La liberté, son exigence 

C’est donc en Pologne et en Lituanie que les escargots de cette espèce sont cueillis dans leur habitat naturel. Car on ne le trompe pas, l’helix pomatia. Chaque tentative d’élevage a indubitablement échoué. Il ne s’épanouit qu’en liberté, à l’état sauvage. « On ne sait pas vraiment de quoi il se nourrit, il se nourrirait d’une centaine de types de végétaux et même de minéraux, de pierres, de calcaire », explique le directeur. Cet animal préhistorique a donc réussi à préserver son jardin secret après plusieurs millions d’années d’existence. Pour ne pas le brusquer, c’est à la rosée des petits matins d’avril et mai que les ramasseurs partent à leur rencontre dans la campagne polonaise ou lituanienne. Selon des conditions météorologiques bien particulières où ni le soleil, ni la pluie, ni le vent, ni le froid ne doivent être trop agressifs. Ces jours-là, ils sont « cueillis » à la main. « C’est un animal particulier, en une heure on peut passer d’une invasion d’escargots à rien du tout ». Les trois usines avec lesquelles la maison Grandjean travaille directement font ensuite le tour des collecteurs et stockent les escargots au froid dans des caisses suffisamment aérées pour qu‘ils puissent continuer à vivre, tout en étant mis en état de jeûne. « Ils sont ainsi disposés au moins sept jours, mais il faut travailler très vite pour éviter qu’ils ne perdent trop de poids. » Chaque année, durant tout le mois de mai, au fort de la récolte, Patrick Migeon se rend d’ailleurs sur place pour contrôler et s’assurer de la qualité de ses produits et du savoir-faire. 

 

Tout est fait à la main 

C’est dans ces usines que les escargots vont être d’abord blanchis dans l’eau bouillante, rincés puis séparés de leurs coquilles, à la main, toujours. À ces trois étapes primordiales, l’entreprise bourguignonne en a ajouté une, celle de couper au ciseau la partie hépatopancréas. Une opération chirurgicale qui permet d’éviter de déchirer la chair pour un résultat plus esthétique que lorsque l’étape est faite à la main lors de l’enlèvement de la coquille. « C’est plus long, mais le produit est plus joli au final », note le directeur. Pour faire ce travail manuel, elles sont entre 50 et 100 femmes par usine.
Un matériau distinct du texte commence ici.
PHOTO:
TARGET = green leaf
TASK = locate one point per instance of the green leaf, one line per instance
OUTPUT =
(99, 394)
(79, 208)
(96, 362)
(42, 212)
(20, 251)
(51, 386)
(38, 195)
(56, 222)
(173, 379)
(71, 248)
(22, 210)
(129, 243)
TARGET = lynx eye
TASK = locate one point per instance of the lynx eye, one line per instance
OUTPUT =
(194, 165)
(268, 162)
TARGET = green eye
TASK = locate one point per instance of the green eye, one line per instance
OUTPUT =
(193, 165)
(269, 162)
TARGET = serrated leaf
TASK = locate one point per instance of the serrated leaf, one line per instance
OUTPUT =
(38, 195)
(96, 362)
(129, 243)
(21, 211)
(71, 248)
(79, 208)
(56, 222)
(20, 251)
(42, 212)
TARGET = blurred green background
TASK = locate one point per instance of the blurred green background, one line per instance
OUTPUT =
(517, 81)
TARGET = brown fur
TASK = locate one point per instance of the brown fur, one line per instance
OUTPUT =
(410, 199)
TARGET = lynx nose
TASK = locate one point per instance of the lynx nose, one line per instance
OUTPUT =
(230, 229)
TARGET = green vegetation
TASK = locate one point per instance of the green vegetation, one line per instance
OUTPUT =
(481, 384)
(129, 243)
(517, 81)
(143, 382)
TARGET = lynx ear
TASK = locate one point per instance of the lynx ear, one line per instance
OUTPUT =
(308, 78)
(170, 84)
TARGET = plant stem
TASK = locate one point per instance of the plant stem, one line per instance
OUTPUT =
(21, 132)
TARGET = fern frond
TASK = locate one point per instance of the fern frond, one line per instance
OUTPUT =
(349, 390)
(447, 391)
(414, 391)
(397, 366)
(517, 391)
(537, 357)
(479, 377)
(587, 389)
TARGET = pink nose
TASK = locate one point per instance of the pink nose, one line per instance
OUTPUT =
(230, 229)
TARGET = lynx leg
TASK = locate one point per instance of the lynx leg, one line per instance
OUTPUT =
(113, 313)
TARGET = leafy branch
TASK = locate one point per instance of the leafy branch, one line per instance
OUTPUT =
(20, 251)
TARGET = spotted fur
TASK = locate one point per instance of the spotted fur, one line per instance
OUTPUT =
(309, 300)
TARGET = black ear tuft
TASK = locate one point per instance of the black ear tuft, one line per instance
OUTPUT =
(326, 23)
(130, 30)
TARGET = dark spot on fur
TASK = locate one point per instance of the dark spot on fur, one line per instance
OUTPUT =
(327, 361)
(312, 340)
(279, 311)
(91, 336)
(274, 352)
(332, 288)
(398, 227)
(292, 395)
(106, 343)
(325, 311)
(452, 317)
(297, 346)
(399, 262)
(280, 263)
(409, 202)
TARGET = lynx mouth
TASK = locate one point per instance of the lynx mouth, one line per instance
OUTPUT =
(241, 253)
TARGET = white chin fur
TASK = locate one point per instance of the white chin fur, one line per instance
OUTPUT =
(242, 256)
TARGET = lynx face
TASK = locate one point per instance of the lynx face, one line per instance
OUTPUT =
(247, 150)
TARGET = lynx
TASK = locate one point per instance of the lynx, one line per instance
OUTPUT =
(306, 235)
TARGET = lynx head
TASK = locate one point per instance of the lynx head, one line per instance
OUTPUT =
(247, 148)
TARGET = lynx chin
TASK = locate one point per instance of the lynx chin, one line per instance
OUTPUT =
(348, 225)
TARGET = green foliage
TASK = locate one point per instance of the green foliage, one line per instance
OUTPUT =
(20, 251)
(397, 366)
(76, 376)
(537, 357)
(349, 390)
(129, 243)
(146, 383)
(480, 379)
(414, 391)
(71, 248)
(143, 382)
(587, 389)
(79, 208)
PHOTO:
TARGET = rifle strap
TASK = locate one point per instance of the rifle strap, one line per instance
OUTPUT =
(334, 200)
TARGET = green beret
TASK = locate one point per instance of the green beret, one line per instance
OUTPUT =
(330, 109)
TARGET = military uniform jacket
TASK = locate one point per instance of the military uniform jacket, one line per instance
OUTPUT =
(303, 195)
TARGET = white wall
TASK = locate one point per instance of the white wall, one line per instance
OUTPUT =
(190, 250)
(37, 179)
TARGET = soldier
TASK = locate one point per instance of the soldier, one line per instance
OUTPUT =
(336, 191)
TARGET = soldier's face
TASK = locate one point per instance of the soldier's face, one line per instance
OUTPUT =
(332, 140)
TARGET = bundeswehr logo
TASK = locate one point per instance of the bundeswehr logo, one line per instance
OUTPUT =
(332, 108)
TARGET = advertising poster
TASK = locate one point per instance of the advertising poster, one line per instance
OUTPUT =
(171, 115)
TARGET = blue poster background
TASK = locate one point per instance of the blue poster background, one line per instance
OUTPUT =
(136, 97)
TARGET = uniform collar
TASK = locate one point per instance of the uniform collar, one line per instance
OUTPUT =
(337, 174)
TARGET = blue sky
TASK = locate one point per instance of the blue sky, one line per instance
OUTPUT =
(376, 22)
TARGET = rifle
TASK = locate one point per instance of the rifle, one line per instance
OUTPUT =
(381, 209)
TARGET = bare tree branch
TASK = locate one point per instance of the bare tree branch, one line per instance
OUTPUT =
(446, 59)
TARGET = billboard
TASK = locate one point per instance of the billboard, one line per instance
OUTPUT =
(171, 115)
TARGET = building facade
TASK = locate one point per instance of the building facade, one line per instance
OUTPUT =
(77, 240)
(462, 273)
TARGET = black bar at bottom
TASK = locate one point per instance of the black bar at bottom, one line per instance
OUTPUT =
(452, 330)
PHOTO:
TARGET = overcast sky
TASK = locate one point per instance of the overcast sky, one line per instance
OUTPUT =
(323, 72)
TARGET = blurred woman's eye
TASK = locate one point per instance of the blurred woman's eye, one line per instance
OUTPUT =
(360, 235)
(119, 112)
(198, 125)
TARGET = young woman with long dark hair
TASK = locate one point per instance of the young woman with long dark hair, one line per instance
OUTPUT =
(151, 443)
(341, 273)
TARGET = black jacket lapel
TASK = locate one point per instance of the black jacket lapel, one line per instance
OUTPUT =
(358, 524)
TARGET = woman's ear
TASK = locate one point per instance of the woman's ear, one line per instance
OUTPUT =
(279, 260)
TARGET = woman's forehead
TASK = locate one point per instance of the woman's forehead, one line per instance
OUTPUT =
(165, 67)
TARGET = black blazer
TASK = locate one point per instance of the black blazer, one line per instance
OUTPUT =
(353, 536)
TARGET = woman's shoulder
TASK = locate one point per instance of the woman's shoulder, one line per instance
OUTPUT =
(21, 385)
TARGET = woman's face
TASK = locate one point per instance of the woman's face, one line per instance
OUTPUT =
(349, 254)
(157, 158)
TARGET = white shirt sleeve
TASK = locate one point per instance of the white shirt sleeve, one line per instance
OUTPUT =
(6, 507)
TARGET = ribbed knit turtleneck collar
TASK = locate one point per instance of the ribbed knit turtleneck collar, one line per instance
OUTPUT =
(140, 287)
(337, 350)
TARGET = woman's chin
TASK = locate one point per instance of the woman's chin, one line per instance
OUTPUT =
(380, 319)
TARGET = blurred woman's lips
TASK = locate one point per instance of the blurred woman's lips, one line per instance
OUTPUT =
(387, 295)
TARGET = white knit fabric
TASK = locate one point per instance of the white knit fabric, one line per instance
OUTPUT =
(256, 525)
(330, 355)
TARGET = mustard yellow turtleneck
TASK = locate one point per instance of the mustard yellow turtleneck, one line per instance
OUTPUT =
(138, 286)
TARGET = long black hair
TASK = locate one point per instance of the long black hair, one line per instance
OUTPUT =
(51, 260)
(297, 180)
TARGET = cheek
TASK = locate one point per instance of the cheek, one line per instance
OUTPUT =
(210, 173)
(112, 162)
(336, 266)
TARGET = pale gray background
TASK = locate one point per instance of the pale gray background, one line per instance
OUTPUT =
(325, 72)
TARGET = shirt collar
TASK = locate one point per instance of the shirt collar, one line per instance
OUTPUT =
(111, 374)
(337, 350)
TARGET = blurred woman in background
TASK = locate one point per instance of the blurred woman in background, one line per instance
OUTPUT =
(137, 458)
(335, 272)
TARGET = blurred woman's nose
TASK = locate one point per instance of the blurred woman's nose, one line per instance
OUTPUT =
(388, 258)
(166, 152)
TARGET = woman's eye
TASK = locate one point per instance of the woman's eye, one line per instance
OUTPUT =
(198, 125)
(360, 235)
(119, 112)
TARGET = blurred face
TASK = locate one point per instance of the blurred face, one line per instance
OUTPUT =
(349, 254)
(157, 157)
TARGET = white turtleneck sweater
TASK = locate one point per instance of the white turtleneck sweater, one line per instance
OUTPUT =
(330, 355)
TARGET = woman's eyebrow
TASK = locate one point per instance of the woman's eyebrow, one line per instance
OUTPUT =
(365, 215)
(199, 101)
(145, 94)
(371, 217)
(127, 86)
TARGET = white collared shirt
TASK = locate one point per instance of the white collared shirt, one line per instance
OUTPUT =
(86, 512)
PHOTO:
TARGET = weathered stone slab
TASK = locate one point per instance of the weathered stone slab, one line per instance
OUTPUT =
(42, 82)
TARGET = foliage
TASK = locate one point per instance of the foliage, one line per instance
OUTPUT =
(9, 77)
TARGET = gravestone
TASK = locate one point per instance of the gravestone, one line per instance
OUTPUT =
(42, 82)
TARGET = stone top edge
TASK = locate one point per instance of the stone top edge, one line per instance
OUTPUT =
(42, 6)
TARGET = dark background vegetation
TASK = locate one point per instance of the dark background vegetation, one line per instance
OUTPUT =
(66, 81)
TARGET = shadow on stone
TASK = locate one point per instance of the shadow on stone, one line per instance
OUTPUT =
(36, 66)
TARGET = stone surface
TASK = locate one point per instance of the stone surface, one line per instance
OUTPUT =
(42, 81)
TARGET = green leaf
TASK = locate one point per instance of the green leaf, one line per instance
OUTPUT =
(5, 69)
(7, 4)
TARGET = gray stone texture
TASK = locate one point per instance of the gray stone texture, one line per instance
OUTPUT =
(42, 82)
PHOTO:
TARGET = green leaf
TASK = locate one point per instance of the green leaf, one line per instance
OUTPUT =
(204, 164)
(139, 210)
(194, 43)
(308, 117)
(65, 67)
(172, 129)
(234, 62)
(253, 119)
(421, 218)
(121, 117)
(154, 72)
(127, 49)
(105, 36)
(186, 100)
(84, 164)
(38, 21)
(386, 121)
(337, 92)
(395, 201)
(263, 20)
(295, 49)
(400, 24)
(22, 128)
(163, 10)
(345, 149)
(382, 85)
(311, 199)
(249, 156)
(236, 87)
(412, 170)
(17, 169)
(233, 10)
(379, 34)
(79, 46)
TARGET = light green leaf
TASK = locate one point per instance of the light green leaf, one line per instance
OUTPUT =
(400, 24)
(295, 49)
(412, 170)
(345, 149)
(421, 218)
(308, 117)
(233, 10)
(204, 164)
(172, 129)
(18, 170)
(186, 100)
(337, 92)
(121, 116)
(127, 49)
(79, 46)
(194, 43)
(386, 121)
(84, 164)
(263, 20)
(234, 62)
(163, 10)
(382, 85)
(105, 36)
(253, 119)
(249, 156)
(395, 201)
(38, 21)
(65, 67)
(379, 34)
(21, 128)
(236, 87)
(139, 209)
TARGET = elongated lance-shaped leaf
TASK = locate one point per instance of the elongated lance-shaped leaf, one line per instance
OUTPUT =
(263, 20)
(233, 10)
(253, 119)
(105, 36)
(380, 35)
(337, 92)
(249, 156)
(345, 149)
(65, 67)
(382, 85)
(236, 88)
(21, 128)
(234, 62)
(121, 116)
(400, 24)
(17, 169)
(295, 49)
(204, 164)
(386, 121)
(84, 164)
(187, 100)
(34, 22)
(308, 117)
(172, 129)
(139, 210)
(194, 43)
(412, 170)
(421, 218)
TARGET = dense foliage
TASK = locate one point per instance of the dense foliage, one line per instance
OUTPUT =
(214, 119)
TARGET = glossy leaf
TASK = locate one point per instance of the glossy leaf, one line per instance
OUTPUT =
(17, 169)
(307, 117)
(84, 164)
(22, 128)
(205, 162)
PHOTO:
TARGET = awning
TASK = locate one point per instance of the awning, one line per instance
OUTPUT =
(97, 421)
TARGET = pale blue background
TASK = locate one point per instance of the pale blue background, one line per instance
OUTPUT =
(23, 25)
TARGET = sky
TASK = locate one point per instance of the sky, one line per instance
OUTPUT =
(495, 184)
Une fois apprêtés, les escargots sont congelés puis envoyés en France, sur le site de l’entreprise à Replonges, près de Mâcon. Sur leur terre de prédilection, la Bourgogne, les escargots vont être décongelés au fur et à mesure pour répondre aux demandes du marché, précuits, calibrés, triés puis cuisinés. Qu’ils soient destinés à retourner dans leurs coquilles accompagnés de beurre persillé ou à être mis en bocal, tous sont cuits au court bouillon agrémenté de thym, de laurier, de carottes… Pas de produits chimiques, que du naturel. Les escargots sont ensuite vendus à la boutique Grandjean, sur place, mais aussi à des grossistes distributeurs, en grandes et moyennes surfaces, et aux restaurants. Treize pour cent de la marchandise part à l’exportation en particulier vers les pays latins et l’Asie. « Beaucoup de pays ont encore un frein psychologique avec l’escargot comme les pays du nord et l’Allemagne, mais les Anglais y viennent petit à petit, surtout grâce aux restaurateurs français basés à Londres. » 

 

Plus d’un tour dans sa coquille 

en cuisine Patrick Migeon, lui, l’aime sous toutes ses formes, « avec une sauce pimentée ou des petites galettes de pieds de cochon ». En Bourgogne, l’escargot est roi. Les Bourguignons en consomment avec amour et les gourmets de passage s’arrêtent sur la route des vacances pour déguster une douzaine beurrée dans les restaurants. La maison Grandjean utilise d’ailleurs pour cela une recette à base de beurre de Baratte d’Etrez, produit de Bresse de grande qualité. Et les chefs ne s’y trompent pas. Parmi les restaurateurs qui font appel au savoir-faire de la maison, on trouve notamment des noms prestigieux comme Paul Bocuse ou Georges Blanc. On peut voir aussi les produits Grandjean aux Halles de Lyon, comme leurs escargots extra-gros. En simple cassolette, ou en accompagnement de pâtes al dente avec un peu de persil et de beurre frais, en omelette, dans des légumes farcis, ou simplement cuisiné en sauce tomate pour une version plus light, l’escargot de Bourgogne se révèle en cuisine. Pas de mystère sur son goût, cuisiné, c’est dans la simplicité qu’il aime exprimer ses saveurs. ! * Si historiquement, on trouvait l’helix pomatia en Bourgogne, la pollution et l’usage excessif de pesticides ont presque tué l’espèce. Ils sont devenus très rares dans nos régions, et sa cueillette est protégée par la législation.

 

Les anglais y viennent petit à petit… ”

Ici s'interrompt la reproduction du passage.